Photo by Wikipedia user Ed Poor.
In 2010, more than 3,000 people were killed and an estimated 416,000 were injured in crashes involving a distracted driver, according to U.S. government statistics.
The distracted driving problem appears to be having a significant impact on my school district.
Since January 2012, the School District of Manatee County (Fla.) has experienced nine accidents involving other vehicles running into our school buses. Some of these accidents happened when our buses were stopped at traffic controls — red lights and stop signs — and some happened as buses were in motion, moving 5 to 25 mph.
As if those nine accidents were not nine too many, there were also frightening accidents that took place while our buses were loading or unloading students.
All nine of the vehicles that hit our buses were totaled, and all nine drivers of those vehicles said that they did not see the bus.

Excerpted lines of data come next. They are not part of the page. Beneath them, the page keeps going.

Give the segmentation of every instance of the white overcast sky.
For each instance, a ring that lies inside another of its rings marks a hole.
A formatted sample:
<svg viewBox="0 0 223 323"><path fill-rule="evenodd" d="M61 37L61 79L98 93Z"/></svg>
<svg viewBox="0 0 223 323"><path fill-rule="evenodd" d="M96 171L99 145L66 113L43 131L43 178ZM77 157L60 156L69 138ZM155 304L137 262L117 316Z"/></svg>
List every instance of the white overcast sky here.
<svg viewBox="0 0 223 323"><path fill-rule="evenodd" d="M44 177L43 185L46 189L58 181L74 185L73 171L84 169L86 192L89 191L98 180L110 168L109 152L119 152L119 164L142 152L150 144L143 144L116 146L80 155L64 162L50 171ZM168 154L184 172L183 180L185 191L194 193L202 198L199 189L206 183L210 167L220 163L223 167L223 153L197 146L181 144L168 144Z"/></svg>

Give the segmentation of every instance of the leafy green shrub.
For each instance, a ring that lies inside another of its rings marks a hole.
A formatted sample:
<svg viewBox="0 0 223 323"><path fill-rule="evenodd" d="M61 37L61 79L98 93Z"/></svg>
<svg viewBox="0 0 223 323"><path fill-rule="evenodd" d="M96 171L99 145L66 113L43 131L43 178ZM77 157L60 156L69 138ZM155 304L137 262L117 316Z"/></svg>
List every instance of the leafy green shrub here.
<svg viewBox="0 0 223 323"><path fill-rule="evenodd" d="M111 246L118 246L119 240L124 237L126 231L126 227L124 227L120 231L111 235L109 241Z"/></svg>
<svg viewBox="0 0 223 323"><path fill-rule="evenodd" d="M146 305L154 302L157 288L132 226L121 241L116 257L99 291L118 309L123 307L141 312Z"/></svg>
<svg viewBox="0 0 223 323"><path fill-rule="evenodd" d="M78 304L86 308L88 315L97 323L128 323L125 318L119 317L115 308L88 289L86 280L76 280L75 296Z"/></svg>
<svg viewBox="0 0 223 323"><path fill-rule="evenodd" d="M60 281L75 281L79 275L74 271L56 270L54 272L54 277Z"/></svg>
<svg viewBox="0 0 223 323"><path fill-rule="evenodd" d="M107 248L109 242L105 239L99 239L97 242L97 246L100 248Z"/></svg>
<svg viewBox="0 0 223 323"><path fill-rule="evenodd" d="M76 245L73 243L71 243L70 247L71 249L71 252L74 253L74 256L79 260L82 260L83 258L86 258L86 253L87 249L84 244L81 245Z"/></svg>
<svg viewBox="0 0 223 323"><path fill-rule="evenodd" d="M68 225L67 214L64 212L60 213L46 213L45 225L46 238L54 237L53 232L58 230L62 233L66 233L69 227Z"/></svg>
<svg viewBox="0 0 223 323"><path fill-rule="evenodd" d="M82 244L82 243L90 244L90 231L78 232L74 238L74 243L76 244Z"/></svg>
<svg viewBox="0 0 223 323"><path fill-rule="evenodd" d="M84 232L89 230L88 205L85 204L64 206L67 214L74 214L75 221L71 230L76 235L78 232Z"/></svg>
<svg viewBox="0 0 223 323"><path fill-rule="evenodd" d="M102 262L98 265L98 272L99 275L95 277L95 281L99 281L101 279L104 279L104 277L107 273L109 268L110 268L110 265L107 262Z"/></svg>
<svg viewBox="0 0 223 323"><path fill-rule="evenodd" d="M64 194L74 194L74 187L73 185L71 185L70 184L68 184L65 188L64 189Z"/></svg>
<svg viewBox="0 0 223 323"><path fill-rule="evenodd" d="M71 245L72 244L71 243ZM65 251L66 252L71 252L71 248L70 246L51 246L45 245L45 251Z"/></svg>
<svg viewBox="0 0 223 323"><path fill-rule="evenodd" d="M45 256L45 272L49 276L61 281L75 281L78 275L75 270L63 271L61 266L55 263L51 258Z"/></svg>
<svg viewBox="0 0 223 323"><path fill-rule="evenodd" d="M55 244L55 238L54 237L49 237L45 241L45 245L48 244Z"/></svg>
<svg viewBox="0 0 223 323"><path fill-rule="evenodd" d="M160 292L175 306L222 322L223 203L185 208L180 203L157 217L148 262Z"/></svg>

It is inconceivable that a person could miss such a large object in front of them. Typical large buses are about nine feet wide and 40 feet long, and they are painted yellow and have bright lights and stop arms. So how could the other drivers not see the bus?
We have been very fortunate that no one was injured — neither drivers nor students — in these incidents. Thank God and our big, yellow school buses.
Don Ross, director of vehicle maintenance and transportation at the School District of Manatee County, says that distracted drivers are a large contributor to accidents involving school buses.
Our lives continue to move at a faster pace. Things happen at home, at work or wherever we may be that continue to take our focus away from our surroundings.
We must all realize that distractions can have a major impact on our life or someone else’s life. If not today, then soon.
Our message to the public is to please give room when you see a yellow school bus. Obey the laws, put the cell phone down and know that our children, our future, are inside that bus.
At this time, there is no law in place in the state of Florida that prohibits the use of cell phones while driving. But 39 states and the District of Columbia ban text messaging for all drivers. Ten states and the District of Columbia prohibit all drivers from using hand-held cell phones while driving.
Spreading the word
Local media have covered the issue by reporting on Distracted Driving Month, which was in April, and the accidents involving our buses. The message is out, both in paper and on TV news, and only time will tell if it has made an impact.
Through district in-service training, employees are being asked to spread the word by asking people in the community to be more aware of their surroundings — especially when following a big, yellow school bus.
One last note: On a day in 2011, we conducted a count of illegal drive-bys while our buses were loading or unloading students, and 148 drive-bys were noted. In a single day in 2012, more than 600 vehicles illegally drove by our buses.
Were those drivers distracted?
Can u c me now? We hope so.
Don Ross is director of vehicle maintenance and transportation at the School District of Manatee County in Bradenton, Fla. He is also a member of SBF’s editorial advisory board.